CINÉMA

Venise 2022 – « The Eternal Daughter » : Souvenir fantomatique

© A24

COMPÉTITION OFFICIELLE – Après le diptyque The Souvenir, sorti par Condor en février dernier, Joanna Hogg présentait son dernier film, The Eternal Daughter lors de la Biennale 2022. Une oeuvre fantomatique qui vaut le détour. 

Lors d’un soir brumeux, deux femmes se présentent à l’accueil d’un hôtel désert. L’une est âgée, l’autre semble être sa fille, à l’origine de la réservation d’une chambre pour le duo. Et ce n’est autre que Tilda Swinton, tête d’affiche de ce projet, qui interprète les deux personnages.

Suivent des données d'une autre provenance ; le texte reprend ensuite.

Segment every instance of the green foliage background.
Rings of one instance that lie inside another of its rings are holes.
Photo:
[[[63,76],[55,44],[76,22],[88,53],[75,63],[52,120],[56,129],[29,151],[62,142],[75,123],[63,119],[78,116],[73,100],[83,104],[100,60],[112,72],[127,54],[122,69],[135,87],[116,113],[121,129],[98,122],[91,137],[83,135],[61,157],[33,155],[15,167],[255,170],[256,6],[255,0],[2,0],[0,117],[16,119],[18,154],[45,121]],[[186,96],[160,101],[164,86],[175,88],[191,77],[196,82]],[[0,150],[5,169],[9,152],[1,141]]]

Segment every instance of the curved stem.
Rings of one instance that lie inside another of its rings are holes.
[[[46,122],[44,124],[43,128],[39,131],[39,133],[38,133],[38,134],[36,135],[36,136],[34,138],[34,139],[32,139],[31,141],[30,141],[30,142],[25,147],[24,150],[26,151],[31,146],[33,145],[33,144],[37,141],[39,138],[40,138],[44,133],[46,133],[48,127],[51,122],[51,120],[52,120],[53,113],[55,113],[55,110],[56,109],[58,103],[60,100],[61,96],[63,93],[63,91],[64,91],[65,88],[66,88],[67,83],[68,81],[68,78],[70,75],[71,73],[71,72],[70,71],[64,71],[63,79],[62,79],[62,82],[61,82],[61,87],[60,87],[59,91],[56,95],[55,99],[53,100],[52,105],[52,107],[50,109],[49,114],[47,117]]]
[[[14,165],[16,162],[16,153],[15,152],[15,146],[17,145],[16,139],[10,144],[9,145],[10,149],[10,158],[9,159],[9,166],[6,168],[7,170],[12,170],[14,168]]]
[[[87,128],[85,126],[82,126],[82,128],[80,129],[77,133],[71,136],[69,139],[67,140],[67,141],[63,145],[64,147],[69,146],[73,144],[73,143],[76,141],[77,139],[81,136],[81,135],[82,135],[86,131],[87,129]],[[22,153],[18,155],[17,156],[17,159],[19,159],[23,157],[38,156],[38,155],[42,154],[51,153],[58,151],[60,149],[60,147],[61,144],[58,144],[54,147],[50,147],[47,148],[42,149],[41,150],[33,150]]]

Muse et amie de la cinéaste, elle porte cette fois l’entièreté du film, à merveille. Dans ce récit, Julie souhaite partager un moment avec sa mère Rosalind et par la même occasion, trouver l’inspiration, elle qui est réalisatrice. Après quelques imprévus à l’accueil, les deux femmes parviennent finalement à récupérer une chambre plus ou moins correcte mais mouvementée par des événements perturbants… 

Une métaphore endeuillée encore trop faible 

À l’aide d’une photographie aux tons ternes, Joanna Hogg retranscrit parfaitement l’ambiance lugubre et sinistre de cet hôtel. Désert et froid, la seule autre protagoniste que l’on entrevoit est l’hôtesse d’accueil campée par Carly-Sophia Davies. Un lieu à l’image d’un récit où le dialogue prévaut entre deux personnages aux sentiments meurtris.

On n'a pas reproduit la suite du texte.